Court quashes Zahid’s ban on G25’s book on Islam

Lawyer Surendra Ananth is seen at the court complex in Putrajaya February 21, 2019. — Picture by Zuraneeza Zulkifli
Lawyer Surendra Ananth is seen at the court complex in Putrajaya February 21, 2019. — Picture by Zuraneeza Zulkifli

KUALA LUMPUR, April 9 — The High Court today nullified then-home minister Datuk Seri Ahmad Zahid Hamidi’s 2017 ban on pro-moderation group G25’s book that compiled writings on the administration of Islam.

The G25 movement’s lawyer, Surendra Ananth, said High Court judge Datuk Nordin Hassan allowed the group’s legal challenge against the ban on the basis that it was “illegal” and against Section 7(1) of the Printing Presses and Publications Act.

Among other things, Section 7(1) states that the home minister has the absolute discretion to order a ban on any publication if he is satisfied that it is likely to be prejudicial to public order or alarm public opinion or be prejudicial to the public interest

However, Surendra said the judge concluded that the requirement was not satisfied.

“The judge found there was no material put by the minister to show that the book was likely to be prejudicial to public order,” he told Malay Mail when contacted.

Surendra said the former home minister’s affidavit showed that the sole basis for the ban was based on a view Zahid had received from the Department of Islamic Development Malaysia (Jakim) asserting that portions of G25’s book were not Shariah-compliant.

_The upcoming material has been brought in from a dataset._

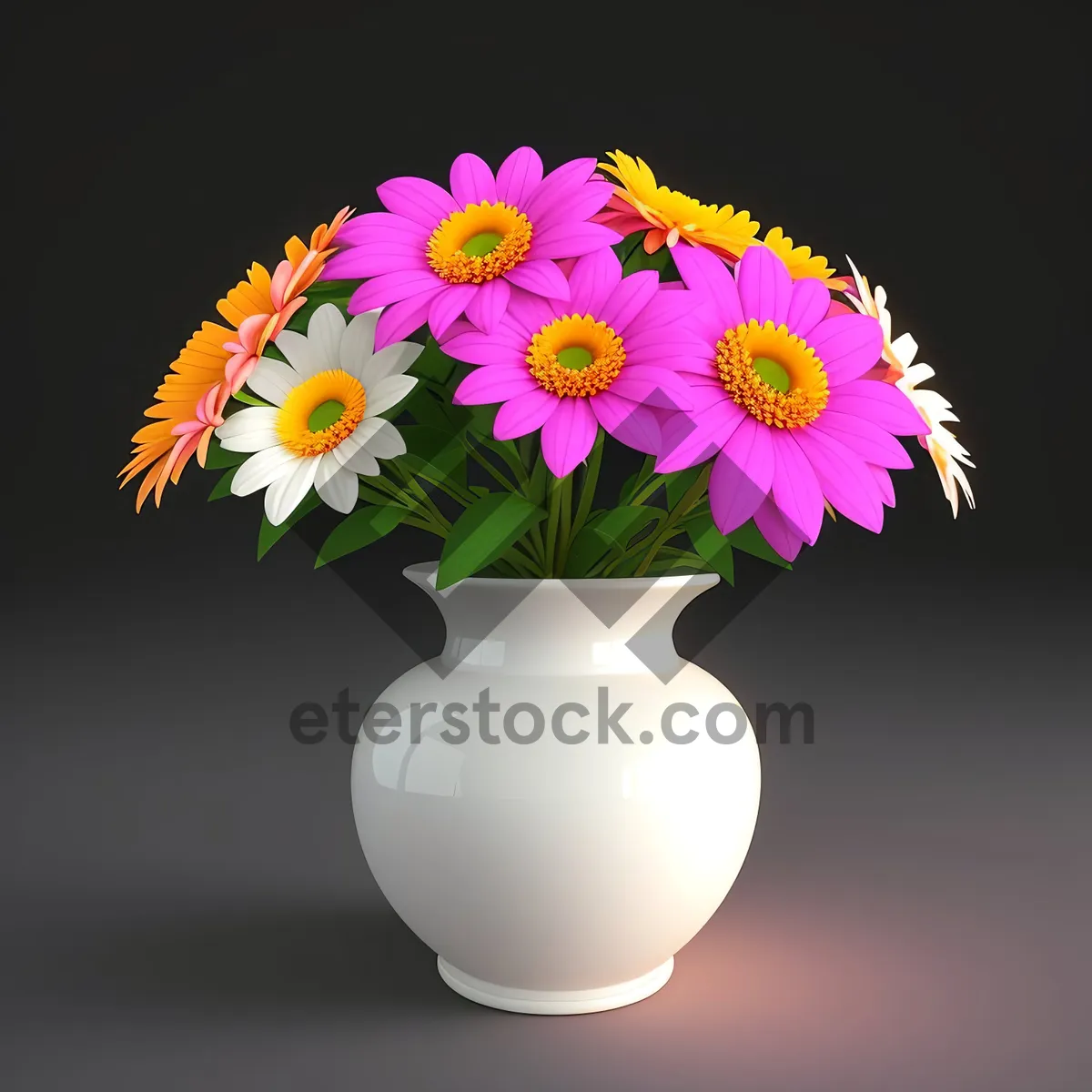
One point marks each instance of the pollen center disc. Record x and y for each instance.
(574, 358)
(323, 415)
(484, 243)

“The court found that a guideline by Jakim in itself doesn’t show or fulfill the requirement under that Section and there’s also a Court of Appeal decision that says that,” he said.

Surendra said the judge also noted that about one-and-half years had passed between the book’s publication in December 2015 and the ban, with no untoward incident occurring to justify the 2017 prohibition.

“So he found the ban to be illegal and he quashed it,” Surendra said.

The book Breaking the Silence: Voices of Moderation ― Islam in a Constitutional Democracy was compiled by the G25 group comprising prominent Malay-Muslim individuals including retired senior civil servants, judges, academics and professionals.

The G25 members who filed for judicial review of the ban were Datuk Noor Farida Mohd Ariffin, Datuk Zainuddeen Abdul Bahari, the group’s de-facto chairman Tan Sri Mohd Sheriff Mohd Kassim, the late Datuk Latifah Osman Merican and Dr Asma Abdullah.

In a previous supporting affidavit, Mohd Sheriff said the book published by Singapore-based publisher Marshall Cavendish International contained the writings of 22 leading academics, lawyers and social activists, including himself and Asma.

Mohd Sheriff had explained that the 379-page book was aimed at promoting “discussion and dialogue on a moderate practice of Islam and was to be part of the consultative process embarked upon by G25 to address the excessive politicization of religion in Malaysia”.

He had noted that former prime minister Tun Abdullah Badawi wrote the foreword in the book, in which he recognised G25’s cause “in pursuit of a moderate and tolerant Islam with justice for all”.

He had also said then prime minister Datuk Seri Najib Razak had accepted a copy of the book from G25 members during a visit to his office on December 7, 2015.

Then the home minister, Zahid had on June 14, 2017 banned the book on grounds that it was likely to be “prejudicial to public order, alarm public opinion, be prejudicial to public interest”, with the order gazetted on July 27, 2017.

The G25 group had written to Zahid in August 2017 with a request for the book ban to be revoked in 14 days, but had to resort to filing the lawsuit.

On behalf of G25, Mohd Sheriff had in the affidavit argued that the book ban violated the G25 group’s constitutional rights to freedom of speech and equal treatment, respectively, under the Federal Constitution’s Article 10(1)(a) and Article 8(1), as well as its right to a fair hearing under Article 5 and 8 when it was not given an opportunity to be heard before the book ban.

Mohd Sheriff had argued that the book ban was “unfair and discriminative treatment” of G25 that was inconsistent with the government’s policy of pushing for a moderate approach of Islam, and that the ban was selective as the government had in many cases tolerated and acknowledged extreme views on Islam and did not take action against those who made such remarks.

The G25 group argued that the book ban should be quashed due to its illegality, procedural impropriety and as it was irrational and disproportionate, as well as G25’s legitimate expectation that the home minister would act according to the Malaysian government’s policy of promoting a “moderate approach of Islam”.